This paper examines developments in the Internet marketplace that favor embedded intermediaries that have significant market power and the ability to install a platform that both upstream sources of content and applications as well as downstream consumers need to access. Ventures such as Amazon, Facebook and Google have exploited, “winner take all” networking externalities resulting in the creation of seemingly impenetrable barriers to market entry even by innovative companies. Courts and regulatory agencies have recognized the substantial market shares these ventures have acquired, but have refrained from imposing sanctions on grounds that consumers accrue ample benefits when platform operators use upstream revenues to subsidize downstream services. Consumers also benefit when platform intermediaries eschew short term profits in the quest for greater product diversity and “shelf space” in the Internet marketplace. Additionally, courts and regulators may over-estimate the opportunities for consumers to migrate to alternatives, but underestimate the harms to competition and consumers occurring on either, or both sides of an intermediary’s platform.
The paper identifies four types of government responses to price and quality of service discrimination that intermediaries use when handling large volumes of traffic. Governments can refrain from regulating access and accept aspects of market concentration as proper rewards to ventures offering desirable content and carriage services. Alternatively, they can impose access sanctions for antitrust violations, unfair trade practices, consumer harms and unreasonable access discrimination to offset market-driven concentration and dominance. Between these poles, governments can apply antitrust/competition policies remedies, or rely on expert regulatory agencies to respond to complaints.

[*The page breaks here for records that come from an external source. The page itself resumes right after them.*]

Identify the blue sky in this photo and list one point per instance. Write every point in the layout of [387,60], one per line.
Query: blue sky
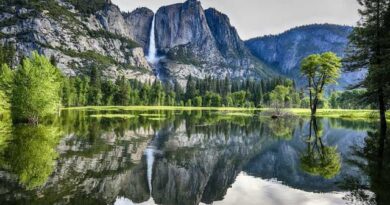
[261,17]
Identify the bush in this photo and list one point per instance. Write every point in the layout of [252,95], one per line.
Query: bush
[36,91]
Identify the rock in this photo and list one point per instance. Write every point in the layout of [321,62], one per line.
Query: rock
[286,51]
[139,22]
[205,42]
[78,41]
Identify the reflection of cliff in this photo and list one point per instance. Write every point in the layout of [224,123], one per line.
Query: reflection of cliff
[194,162]
[90,170]
[281,161]
[201,168]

The paper examines digital broadband platform operators with an eye toward assessing the aggregate benefits and costs to both upstream firms and downstream consumers. The paper notes that in some instances, government-imposed, ex ante safeguards anticipate and attempt to resolve transitory, comparatively insignificant, or possibly nonexistent problems. In other instances, governments have stated an intention to rely on ex post remedies, but they never get around to refining procedures to reduce the potential for false negatives that ignore, or underestimate significant marketplace harm.
The paper concludes that governments have failed to revise and recalibrate tools that examine potential marketplace distortions and assess the potential for damage to competition and consumers. The paper demonstrates how the Justice Department, Federal Trade Commission and the Federal Communications Commission have relied on economic and legal doctrine ill-suited for digital broadband market assessments. These agencies have generated false positives, resulting in market intervention where not major problem exists and false negatives, where undetected major problems cause harm without remedy. Additionally, these agencies appear to misallocate their resources and attention on insignificant matters when more compelling problems exist.
The paper recommends that courts and government agencies consider both sides of an intermediary’s market when assessing current and prospective harms, commit to more accurate estimates of the potential for consumers to change platform allegiances and consider the overall impact of two-sided market domination instead of simply dismissing market concentration as necessary and harmless.